A few quotes from Mr Clawson:
I had learned that doubt and uncertainty were an unavoidable part of the human condition, and that questioning my faith was actually a good thing.
I de-converted from the faith of my youth, from the kind of faith that was locked into one narrow set of answers – that didn’t allow room for questions and doubts – and from the kind of faith that said the most important thing was believing exactly the right set of doctrines rather than how we actually lived in the world.
And from this thread:
While that sounds good in theory, in my experience “truth” rarely conforms so easily to such nice, neat little boxes.
You don’t sound like most Christians. You seem to be aware that not everybody thinks like you. A lot of Christians think that I should believe just because they believe. The divorced addicts are the worst. I think the world (and the USA) would be more pleasant if there were more Christians like you.
Thanks SD. Though I’m amused by this particular comment:
The divorced addicts are the worst.
And wondering what exactly you mean by that.
“what was different for me is that when I encountered ideas about the world that didn’t jive with my faith, I was willing to adapt my faith to accommodate them.”
What I don’t understand is why your faith – which is based on very questionable (by your own admission) “revealed wisdom” written down in one book – takes precedence over the evidence of the universe itself.
I can see ending up a pantheist or a Deist. Christianity just doesn’t make any sense on the face of it.
I’m not sure what you mean by “taking precedence” Edwin.
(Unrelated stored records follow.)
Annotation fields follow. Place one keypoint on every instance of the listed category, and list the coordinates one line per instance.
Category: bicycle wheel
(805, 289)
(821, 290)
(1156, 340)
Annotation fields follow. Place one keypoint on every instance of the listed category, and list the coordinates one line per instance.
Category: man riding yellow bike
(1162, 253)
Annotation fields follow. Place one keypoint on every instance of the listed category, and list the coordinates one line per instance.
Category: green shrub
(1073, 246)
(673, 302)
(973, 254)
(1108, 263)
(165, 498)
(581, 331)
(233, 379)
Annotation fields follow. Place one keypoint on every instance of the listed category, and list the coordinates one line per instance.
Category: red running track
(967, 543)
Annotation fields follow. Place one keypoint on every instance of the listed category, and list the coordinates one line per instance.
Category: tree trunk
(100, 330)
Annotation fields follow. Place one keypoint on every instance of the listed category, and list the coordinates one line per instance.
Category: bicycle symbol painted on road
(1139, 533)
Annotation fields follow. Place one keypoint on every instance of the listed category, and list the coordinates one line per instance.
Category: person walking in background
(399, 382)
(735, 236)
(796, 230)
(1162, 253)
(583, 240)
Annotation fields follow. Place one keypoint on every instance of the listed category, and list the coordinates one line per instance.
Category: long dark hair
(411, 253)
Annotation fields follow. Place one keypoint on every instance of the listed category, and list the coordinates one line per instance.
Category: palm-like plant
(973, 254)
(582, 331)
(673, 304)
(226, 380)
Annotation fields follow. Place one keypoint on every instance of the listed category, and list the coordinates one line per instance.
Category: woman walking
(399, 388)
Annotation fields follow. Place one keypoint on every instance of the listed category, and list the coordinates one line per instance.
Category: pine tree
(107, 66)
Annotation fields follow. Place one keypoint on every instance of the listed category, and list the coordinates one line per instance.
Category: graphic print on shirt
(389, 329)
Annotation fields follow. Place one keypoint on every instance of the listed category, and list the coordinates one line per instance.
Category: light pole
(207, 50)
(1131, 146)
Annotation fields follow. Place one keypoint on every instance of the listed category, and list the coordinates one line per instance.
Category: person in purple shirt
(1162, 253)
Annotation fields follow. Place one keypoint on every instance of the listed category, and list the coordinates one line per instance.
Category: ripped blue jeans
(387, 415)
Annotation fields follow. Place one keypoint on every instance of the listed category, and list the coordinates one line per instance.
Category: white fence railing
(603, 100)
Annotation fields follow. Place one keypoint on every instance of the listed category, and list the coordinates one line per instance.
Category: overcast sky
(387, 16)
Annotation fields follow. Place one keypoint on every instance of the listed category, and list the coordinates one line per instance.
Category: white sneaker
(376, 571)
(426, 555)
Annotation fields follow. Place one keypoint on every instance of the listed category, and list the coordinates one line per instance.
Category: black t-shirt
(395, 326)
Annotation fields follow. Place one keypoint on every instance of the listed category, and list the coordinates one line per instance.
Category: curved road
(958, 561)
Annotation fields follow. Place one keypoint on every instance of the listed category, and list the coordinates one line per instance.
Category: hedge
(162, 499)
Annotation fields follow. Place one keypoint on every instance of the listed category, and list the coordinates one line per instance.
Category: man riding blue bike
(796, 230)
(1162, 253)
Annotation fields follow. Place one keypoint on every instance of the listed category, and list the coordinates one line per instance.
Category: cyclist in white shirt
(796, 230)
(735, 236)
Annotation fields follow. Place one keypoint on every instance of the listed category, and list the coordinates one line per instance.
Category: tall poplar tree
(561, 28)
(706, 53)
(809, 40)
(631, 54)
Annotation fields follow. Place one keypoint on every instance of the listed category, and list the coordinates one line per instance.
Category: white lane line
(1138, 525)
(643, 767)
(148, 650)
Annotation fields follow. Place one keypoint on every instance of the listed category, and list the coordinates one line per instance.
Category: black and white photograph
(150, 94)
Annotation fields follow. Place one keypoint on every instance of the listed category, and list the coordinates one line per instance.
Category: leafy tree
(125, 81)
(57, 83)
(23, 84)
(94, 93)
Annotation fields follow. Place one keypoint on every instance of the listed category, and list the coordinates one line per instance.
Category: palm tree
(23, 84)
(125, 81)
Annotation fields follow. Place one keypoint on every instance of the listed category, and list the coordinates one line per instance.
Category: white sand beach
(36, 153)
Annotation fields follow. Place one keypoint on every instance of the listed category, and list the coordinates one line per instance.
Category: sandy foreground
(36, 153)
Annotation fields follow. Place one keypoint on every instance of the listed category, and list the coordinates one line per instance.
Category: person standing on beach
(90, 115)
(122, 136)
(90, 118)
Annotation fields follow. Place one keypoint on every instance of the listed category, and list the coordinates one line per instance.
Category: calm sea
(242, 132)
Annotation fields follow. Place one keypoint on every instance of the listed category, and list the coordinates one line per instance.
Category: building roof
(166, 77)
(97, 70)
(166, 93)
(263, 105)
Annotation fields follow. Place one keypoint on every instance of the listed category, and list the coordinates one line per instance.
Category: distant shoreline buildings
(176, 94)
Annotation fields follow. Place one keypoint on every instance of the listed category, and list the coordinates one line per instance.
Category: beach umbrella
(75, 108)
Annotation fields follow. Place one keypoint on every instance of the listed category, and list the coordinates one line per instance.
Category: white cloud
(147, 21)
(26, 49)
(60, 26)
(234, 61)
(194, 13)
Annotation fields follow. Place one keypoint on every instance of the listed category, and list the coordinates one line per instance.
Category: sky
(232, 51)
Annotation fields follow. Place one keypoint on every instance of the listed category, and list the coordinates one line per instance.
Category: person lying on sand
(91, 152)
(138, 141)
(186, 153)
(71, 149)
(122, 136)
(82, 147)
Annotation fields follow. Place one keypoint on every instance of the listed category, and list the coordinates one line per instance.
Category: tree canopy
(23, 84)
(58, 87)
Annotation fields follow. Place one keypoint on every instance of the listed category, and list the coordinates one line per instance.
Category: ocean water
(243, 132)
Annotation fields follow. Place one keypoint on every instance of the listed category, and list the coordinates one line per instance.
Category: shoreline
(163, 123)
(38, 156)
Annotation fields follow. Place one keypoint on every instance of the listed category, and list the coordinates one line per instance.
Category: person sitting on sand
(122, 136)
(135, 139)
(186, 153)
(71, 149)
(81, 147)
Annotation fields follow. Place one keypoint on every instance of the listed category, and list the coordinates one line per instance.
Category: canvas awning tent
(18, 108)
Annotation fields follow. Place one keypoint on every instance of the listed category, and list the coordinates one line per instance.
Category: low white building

I don’t think one has to take precedence over the other since personally I don’t see any contradiction between the “evidence of the universe” and “revealed wisdom”, at least as I’ve come to understand it. IMHO, they both spring from the same source, so why should I expect to find any contradiction? It’s not an either/or for me. It’s a both/and.
To: Mike Clawson
Regarding my “divorced addict” comment:
My male biological parent is a boozer. Maybe he still is, I do not know because I do not have any contact. (My choice. I know “male biological parent” is a mouthful; it is an intentional word choice.) I started writing a response clarifying my comment, and it became a rant. Perhaps I will clarify some other time.
ok, no problem SD. I don’t mean to pry.
You were not prying, and I was not crying. I just read what I was writing, and I thought that it was starting to become incoherent.
Here is another attempt: There are Xians who try to convert people by saying that Jesus helped them kick drugs. This is given as a reason for us to believe. “I was self-destructive, therefore God exists”. I think it is a non-sequitur. If you are self-destructive, it does not prove your religion. It just proves you are stupid.
Alcohol does not sprout legs and jump down your throat. You have to put it there.
There are Xians who try to convert people by saying that Jesus helped them kick drugs. This is given as a reason for us to believe. “I was self-destructive, therefore God exists”.
I think you left out a step in their argument: “I was self-destructive, faith in God helped me get better after all my other efforts had failed, therefore God exists.”
Though to be completely fair, I’ve heard many testimonies like this and most of the time the point wasn’t really to “prove” anything or convert anyone. They were just honestly relating their experiences. Of course, your experiences may differ.
I suppose so, but I still don’t buy it. Your pain is your problem.
(I mean in general. I am not directing anger at Mr Clawson in particular.)